A guerra acabou aí. Os generais de Menelik insistiram para que rumassem para a Eritreia, mas o negusa nagast sabia que os italianos teriam recursos para reagir se provocados - e ele provavelmente tinha razão. As notícias da derrota causaram comoção na Itália, com protestos, baderna e a renúncia do primeiro-ministro Francesco Crispi. Baratieri enfrentou a corte marcial, mas foi inocentado. Em 23 de outubro, o Tratado de Addis-Abeba deu fim à guerra e reconheceu a soberania etíope.

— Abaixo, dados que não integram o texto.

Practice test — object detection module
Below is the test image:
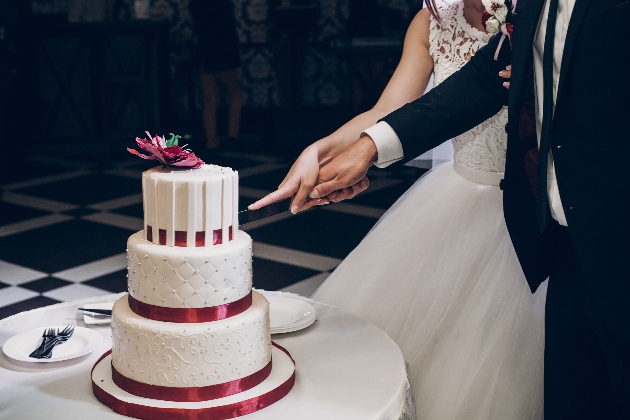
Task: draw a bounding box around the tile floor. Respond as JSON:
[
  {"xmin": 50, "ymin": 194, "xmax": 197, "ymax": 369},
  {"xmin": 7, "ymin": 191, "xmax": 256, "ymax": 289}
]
[{"xmin": 0, "ymin": 150, "xmax": 426, "ymax": 319}]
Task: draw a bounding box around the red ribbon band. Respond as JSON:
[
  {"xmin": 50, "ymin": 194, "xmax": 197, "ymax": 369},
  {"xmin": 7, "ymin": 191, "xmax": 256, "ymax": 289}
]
[
  {"xmin": 92, "ymin": 343, "xmax": 295, "ymax": 420},
  {"xmin": 128, "ymin": 291, "xmax": 252, "ymax": 323},
  {"xmin": 112, "ymin": 358, "xmax": 272, "ymax": 402},
  {"xmin": 146, "ymin": 225, "xmax": 233, "ymax": 247}
]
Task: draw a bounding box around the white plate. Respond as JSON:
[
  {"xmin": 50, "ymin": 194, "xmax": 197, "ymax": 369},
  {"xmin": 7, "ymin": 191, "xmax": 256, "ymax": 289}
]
[
  {"xmin": 270, "ymin": 315, "xmax": 316, "ymax": 334},
  {"xmin": 82, "ymin": 302, "xmax": 115, "ymax": 325},
  {"xmin": 270, "ymin": 312, "xmax": 316, "ymax": 330},
  {"xmin": 267, "ymin": 296, "xmax": 316, "ymax": 334},
  {"xmin": 2, "ymin": 325, "xmax": 103, "ymax": 363}
]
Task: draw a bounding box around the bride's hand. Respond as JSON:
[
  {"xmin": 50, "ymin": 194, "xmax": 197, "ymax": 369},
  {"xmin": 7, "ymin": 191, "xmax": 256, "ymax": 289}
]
[
  {"xmin": 500, "ymin": 64, "xmax": 511, "ymax": 89},
  {"xmin": 248, "ymin": 145, "xmax": 320, "ymax": 212}
]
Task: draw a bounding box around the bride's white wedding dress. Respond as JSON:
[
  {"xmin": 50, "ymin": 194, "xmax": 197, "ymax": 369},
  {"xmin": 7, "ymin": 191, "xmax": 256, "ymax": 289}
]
[{"xmin": 313, "ymin": 2, "xmax": 546, "ymax": 419}]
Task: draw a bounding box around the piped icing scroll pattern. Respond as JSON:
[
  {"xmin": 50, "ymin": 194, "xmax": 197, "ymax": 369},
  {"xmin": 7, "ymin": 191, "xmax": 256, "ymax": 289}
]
[{"xmin": 111, "ymin": 300, "xmax": 271, "ymax": 388}]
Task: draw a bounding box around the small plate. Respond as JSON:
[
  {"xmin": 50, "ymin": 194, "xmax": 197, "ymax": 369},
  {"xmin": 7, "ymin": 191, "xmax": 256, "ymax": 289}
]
[
  {"xmin": 267, "ymin": 296, "xmax": 316, "ymax": 334},
  {"xmin": 2, "ymin": 325, "xmax": 103, "ymax": 363},
  {"xmin": 82, "ymin": 302, "xmax": 115, "ymax": 325},
  {"xmin": 270, "ymin": 315, "xmax": 316, "ymax": 334}
]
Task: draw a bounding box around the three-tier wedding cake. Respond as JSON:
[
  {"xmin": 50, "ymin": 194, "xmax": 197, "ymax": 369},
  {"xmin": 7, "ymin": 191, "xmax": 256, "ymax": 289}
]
[{"xmin": 91, "ymin": 134, "xmax": 295, "ymax": 419}]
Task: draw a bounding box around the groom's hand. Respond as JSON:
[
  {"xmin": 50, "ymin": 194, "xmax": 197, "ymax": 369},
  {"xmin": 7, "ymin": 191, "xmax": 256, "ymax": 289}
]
[
  {"xmin": 300, "ymin": 135, "xmax": 377, "ymax": 210},
  {"xmin": 300, "ymin": 176, "xmax": 370, "ymax": 211}
]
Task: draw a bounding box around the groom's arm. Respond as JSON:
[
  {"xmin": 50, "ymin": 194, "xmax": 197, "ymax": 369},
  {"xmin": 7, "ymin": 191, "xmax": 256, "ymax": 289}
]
[
  {"xmin": 306, "ymin": 33, "xmax": 513, "ymax": 203},
  {"xmin": 378, "ymin": 32, "xmax": 512, "ymax": 163}
]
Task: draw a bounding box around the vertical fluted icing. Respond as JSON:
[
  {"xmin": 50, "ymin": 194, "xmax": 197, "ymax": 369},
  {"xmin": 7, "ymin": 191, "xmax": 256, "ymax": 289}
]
[{"xmin": 142, "ymin": 165, "xmax": 239, "ymax": 247}]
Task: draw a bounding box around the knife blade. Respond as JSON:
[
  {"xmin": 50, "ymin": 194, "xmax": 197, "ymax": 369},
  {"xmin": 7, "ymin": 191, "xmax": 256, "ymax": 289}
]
[
  {"xmin": 238, "ymin": 198, "xmax": 293, "ymax": 226},
  {"xmin": 78, "ymin": 308, "xmax": 112, "ymax": 316}
]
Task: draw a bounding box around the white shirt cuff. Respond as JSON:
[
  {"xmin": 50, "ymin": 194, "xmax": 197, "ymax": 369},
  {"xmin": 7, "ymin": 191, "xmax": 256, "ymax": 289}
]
[{"xmin": 362, "ymin": 121, "xmax": 404, "ymax": 168}]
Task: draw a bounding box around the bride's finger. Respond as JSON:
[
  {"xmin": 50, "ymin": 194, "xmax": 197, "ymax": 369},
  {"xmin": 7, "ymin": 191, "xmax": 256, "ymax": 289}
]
[
  {"xmin": 248, "ymin": 184, "xmax": 295, "ymax": 210},
  {"xmin": 499, "ymin": 65, "xmax": 511, "ymax": 79},
  {"xmin": 277, "ymin": 176, "xmax": 290, "ymax": 190}
]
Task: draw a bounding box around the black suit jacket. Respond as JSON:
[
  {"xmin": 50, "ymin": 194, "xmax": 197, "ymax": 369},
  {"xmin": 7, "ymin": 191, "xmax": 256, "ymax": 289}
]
[{"xmin": 382, "ymin": 0, "xmax": 630, "ymax": 341}]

Para os negros, a Etiópia assumiu dimensões míticas. Era um exército africano, de diversas etnias, vencendo os colonialistas brancos. "A Etiópia começou a ser vista como a terra da pureza, onde o cristianismo não foi corrompido pela escravidão", diz Patrícia Teixeira Santos, do departamento de História da Unifesp e do Centro de Estudos Africanos da Universidade do Porto. "Nos anos 60 e 70, a Etiópia se tornou símbolo do pan-africanismo."
Do lado italiano, sobrou um ressentimento de sérias consequências. "Foi um profundo vexame, uma humilhação que eles nunca esqueceriam", diz Levine. "Mussolini surgiu com o discurso de restaurar o orgulho italiano." Em 1936, Il Duce comandou uma nova invasão da Etiópia, na qual foram usadas armas químicas. Os italianos conquistaram o país até 1941, quando os britânicos retomaram-na para os etíopes.
Segundo Levine, "é quase consenso" que Hitler tomou a fraca reação internacional à invasão da Etiópia como sinal verde para invadir a Polônia, em 1939. "Adwa é tão importante para os movimentos de libertação dos negros quanto para a ascensão do fascismo e do nazismo" diz Levine.